Он долго не приходил домой; каждый вечер я звал его, но он не откликался; и я возвращался один, скрывая свою тревогу от его матери.
Глава двенадцатая
Вечерняя молитва
Стоял один из тех прекрасных вечеров, какие бывают в начале сентября; прошло три месяца с того дня, когда я впервые увидел Стеллу на краю маленького поля старой Бригитты. Я остановился на том самом месте, где впервые увидел ее, и опустился на землю там, где она тогда сидела; я припомнил ее первые слова, обращенные ко мне, и повторил их вслух. Я взглянул на куст шиповника и отвел глаза, потом встал и направился к хижине. Наступила уже ночь, но в домике никого не было, а мне никогда еще не случалось видеть его пустым, если только Бригитта и Стелла не работали в поле. Я твердо знал, что их нет и в поле, однако снова вернулся туда и, не найдя Стеллы, почему-то глубоко опечалился, словно и в самом деле надеялся ее там встретить.

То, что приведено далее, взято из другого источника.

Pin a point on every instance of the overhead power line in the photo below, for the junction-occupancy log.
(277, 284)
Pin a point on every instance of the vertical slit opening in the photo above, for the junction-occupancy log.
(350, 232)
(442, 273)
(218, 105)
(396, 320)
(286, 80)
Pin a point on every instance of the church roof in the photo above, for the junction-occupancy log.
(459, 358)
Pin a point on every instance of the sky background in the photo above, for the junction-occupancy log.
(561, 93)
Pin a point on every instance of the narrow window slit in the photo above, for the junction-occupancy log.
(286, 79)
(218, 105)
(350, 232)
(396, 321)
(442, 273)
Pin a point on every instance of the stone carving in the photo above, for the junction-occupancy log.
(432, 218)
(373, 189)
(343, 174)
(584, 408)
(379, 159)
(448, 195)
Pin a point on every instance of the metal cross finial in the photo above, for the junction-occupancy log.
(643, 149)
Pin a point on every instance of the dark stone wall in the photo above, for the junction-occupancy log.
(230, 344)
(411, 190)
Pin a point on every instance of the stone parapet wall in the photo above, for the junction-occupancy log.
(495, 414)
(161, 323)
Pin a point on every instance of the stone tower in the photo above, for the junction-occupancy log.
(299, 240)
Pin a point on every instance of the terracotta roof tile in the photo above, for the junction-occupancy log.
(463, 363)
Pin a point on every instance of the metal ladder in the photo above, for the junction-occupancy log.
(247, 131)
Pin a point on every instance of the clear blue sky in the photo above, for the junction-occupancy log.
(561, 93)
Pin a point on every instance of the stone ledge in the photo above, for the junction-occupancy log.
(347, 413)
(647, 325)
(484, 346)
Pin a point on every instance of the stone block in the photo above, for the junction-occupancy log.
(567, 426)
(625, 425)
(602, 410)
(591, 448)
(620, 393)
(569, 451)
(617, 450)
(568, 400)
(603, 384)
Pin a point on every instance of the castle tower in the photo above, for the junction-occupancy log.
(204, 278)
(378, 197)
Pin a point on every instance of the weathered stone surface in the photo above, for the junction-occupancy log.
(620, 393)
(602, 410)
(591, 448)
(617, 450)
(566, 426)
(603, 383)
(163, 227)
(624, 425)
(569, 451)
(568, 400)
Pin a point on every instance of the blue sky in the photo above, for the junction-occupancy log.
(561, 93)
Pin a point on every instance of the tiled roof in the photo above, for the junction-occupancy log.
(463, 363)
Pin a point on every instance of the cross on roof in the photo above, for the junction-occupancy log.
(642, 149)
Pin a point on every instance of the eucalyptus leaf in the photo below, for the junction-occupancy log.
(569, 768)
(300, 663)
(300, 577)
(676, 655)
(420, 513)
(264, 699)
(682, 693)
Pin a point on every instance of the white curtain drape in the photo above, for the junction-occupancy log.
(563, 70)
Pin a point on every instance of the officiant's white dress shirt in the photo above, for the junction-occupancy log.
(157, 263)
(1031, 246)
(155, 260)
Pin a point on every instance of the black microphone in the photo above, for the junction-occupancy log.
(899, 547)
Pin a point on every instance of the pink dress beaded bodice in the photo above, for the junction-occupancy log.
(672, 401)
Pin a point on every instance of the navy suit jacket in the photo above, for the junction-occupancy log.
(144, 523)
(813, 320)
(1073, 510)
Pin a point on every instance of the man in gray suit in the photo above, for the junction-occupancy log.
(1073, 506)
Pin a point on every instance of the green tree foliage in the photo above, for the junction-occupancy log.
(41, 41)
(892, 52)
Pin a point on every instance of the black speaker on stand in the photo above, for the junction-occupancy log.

Не было такой опасности, которая не представлялась бы в самом преувеличенном виде моему воображению. То я опасался, не открыли ли преследователи Стеллы ее убежища, и при одной этой мысли ненависть к ним вспыхивала во мне с прежней силой; то я с дрожью спрашивал себя, не стала ли она жертвой дикого зверя или разбойника; и тех и других было не так уж много кругом, но вдруг Стелла повстречается с кем-нибудь из них?!
Я брел наугад, охваченный множеством различных опасений, как вдруг заметил слабый свет, проникавший сквозь листву; я подошел поближе и услышал легкий шорох. Мне приходилось не раз слышать такой шорох, но никогда еще он не отзывался в моем сердце с такой силой: то был шелест платья Стеллы.
К стволу тиса подвешена была лампада; она бросала на Стеллу свой слабый свет, озарявший ее бледным сиянием; струясь трепетными бликами вдоль ее платья, он исчезал в траве.
Стелла стояла на коленях, сложив руки и припав головой к земле; она словно застыла в своей смиренной молитвенной позе и лишь изредка посылала небу взгляд, вздох или слезу.
Бригитта стояла подле нее, устремив глаза на эбеновые четки; луч света падал на ее седые волосы.
Стелла услышала, как я подошел; обернувшись, она сделала мне знак рукой, чтобы я молчал; я опустился на колени.
Мне давно не приходилось молиться, и я почувствовал, что мне стало как-то легче от этого вдохновенного общения с богом, которым были проникнуты все мои чувства: оно возвышало душу, очищало помыслы и словно лило целительный бальзам на мои тайные раны.